Anthony-Nolan / Atlas

A free & open-source Donor Search Algorithm Service
GNU General Public License v3.0
9 stars 5 forks source link

Investigate several failed searches in AN WMDA UAT environment #1031

Closed daria-sorokina-da closed 1 year ago

daria-sorokina-da commented 1 year ago

Several searches failed in AN WMDA UAT environment according to the teams channel.

Need to investigate what happened.

Failures on Monday 7 Aug Search ID: 441e824d-58fc-40a6-890a-8c45663f4dc1 Search ID: 5d7ea224-3a3d-4d5a-b945-eb7044aa06da Search ID: 3d0e3c65-4553-422c-85b2-875fecf7e529 Search ID: 72b5c3ee-49f5-468a-8838-171ff382b1c4 Search ID: ad629ac1-4ae3-4e8e-80f1-a3ca72a5c61a

Failures on Tuesday 8 Aug Search ID: e88331ba-b9a8-4ed2-995c-4dc2fcf36ffe

All failures have the following details: Repeat ID (if relevant): Stage Reached: Matching Algorithm ValidationError (if relevant):

zabeen commented 1 year ago

Investigations

Failures caused by *NEW allele in the patient

441e824d-58fc-40a6-890a-8c45663f4dc1 e88331ba-b9a8-4ed2-995c-4dc2fcf36ffe db1bb854-59f5-46c1-a68d-d3cfed62e0a9 38dfe9cf-073e-4192-b5ef-2f631261a5fb

The validation error was reported in the search notification but logic app wasn't grabbing the value to display it in the teams message, that's been fixed now.

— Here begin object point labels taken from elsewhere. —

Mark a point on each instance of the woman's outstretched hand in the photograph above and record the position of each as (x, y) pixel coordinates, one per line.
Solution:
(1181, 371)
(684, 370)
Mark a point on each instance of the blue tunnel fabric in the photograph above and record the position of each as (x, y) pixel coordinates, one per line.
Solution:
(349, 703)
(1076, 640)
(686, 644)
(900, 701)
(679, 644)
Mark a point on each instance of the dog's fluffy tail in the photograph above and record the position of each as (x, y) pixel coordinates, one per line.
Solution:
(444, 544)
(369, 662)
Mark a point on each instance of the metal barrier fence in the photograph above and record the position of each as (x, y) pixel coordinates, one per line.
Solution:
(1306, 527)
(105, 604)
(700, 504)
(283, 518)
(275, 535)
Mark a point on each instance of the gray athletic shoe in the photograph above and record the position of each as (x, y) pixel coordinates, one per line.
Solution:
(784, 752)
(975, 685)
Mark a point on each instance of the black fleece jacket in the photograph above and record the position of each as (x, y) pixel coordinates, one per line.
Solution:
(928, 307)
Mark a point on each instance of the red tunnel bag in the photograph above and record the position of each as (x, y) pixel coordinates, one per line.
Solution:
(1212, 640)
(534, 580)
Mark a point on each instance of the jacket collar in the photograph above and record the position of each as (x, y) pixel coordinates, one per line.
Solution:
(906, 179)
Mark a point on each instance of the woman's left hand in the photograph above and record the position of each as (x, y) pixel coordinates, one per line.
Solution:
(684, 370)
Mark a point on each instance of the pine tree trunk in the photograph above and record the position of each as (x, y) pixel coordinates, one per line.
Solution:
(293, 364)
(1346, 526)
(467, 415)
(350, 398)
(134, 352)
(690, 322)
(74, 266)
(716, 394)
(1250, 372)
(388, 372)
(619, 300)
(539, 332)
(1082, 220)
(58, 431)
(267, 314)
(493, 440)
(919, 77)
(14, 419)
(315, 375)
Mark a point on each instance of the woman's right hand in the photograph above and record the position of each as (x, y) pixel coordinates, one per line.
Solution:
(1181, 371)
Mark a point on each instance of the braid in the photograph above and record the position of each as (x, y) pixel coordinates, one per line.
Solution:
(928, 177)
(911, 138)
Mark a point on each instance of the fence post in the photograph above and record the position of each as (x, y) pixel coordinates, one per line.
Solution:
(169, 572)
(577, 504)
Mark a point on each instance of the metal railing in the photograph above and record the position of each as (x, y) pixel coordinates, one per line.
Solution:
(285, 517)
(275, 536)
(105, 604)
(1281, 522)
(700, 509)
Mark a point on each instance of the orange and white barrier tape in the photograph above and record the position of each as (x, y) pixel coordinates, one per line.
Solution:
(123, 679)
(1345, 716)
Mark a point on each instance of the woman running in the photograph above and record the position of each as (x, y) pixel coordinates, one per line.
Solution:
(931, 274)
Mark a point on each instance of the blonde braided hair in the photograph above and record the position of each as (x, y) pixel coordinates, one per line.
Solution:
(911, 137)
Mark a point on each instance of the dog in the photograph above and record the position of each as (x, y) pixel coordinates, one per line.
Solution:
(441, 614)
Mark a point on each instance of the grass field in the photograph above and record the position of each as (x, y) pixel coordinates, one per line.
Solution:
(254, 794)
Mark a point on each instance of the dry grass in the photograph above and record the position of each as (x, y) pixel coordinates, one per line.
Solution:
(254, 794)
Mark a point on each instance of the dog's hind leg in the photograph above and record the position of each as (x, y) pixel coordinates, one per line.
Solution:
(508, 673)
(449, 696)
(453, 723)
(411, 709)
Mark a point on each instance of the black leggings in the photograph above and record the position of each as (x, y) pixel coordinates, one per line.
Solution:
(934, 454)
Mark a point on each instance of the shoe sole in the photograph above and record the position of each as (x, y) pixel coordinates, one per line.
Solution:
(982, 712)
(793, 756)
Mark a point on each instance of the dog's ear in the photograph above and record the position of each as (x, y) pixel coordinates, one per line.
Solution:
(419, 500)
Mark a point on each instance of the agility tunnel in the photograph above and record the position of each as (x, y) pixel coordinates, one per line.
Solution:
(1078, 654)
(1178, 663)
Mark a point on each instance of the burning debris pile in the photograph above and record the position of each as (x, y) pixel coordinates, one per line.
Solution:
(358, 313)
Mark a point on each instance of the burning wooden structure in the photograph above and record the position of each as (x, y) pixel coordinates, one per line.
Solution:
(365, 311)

Logs show only matching traces, but no exceptions

3d0e3c65-4553-422c-85b2-875fecf7e529 - 07/08/2023 09:30 5d7ea224-3a3d-4d5a-b945-eb7044aa06da - 07/08/2023 09:30 72b5c3ee-49f5-468a-8838-171ff382b1c4 - 07/08/2023 09:37 ad629ac1-4ae3-4e8e-80f1-a3ca72a5c61a - 07/08/2023 09:40 5bad2ac4-ea2d-4872-aef5-14c28010393c - 09/08/2023 14:18 d6a71944-a4e2-4243-b731-cd6db2711bfd - 11/08/2023 07:00 9432ab74-4d94-4001-8e98-69ae45ef02a2 - 11/08/2023 07:02

zabeen commented 1 year ago

Investigations - Part 2

Attempt 1

zabeen commented 1 year ago

Dev

Testing

zabeen commented 1 year ago

@seanmobrien increased the number of vCores on the active matching db from 8 to 20, and that has reduced the number of failed searches at the matching stage, but not completely eliminated them. The same issue has not yet been observed in live-wmda-atlas, so there is a still a question of whether any action needs to be taken beyond tweaking resource configurations and reducing search parallelisation on UAT as much as possible.

zabeen commented 1 year ago

Searches are still occasionally failing on UAT, but thankfully not on Live.

I am closing this ticket for now, as it is not a live issue - it can be reopened or new ticket raised if required.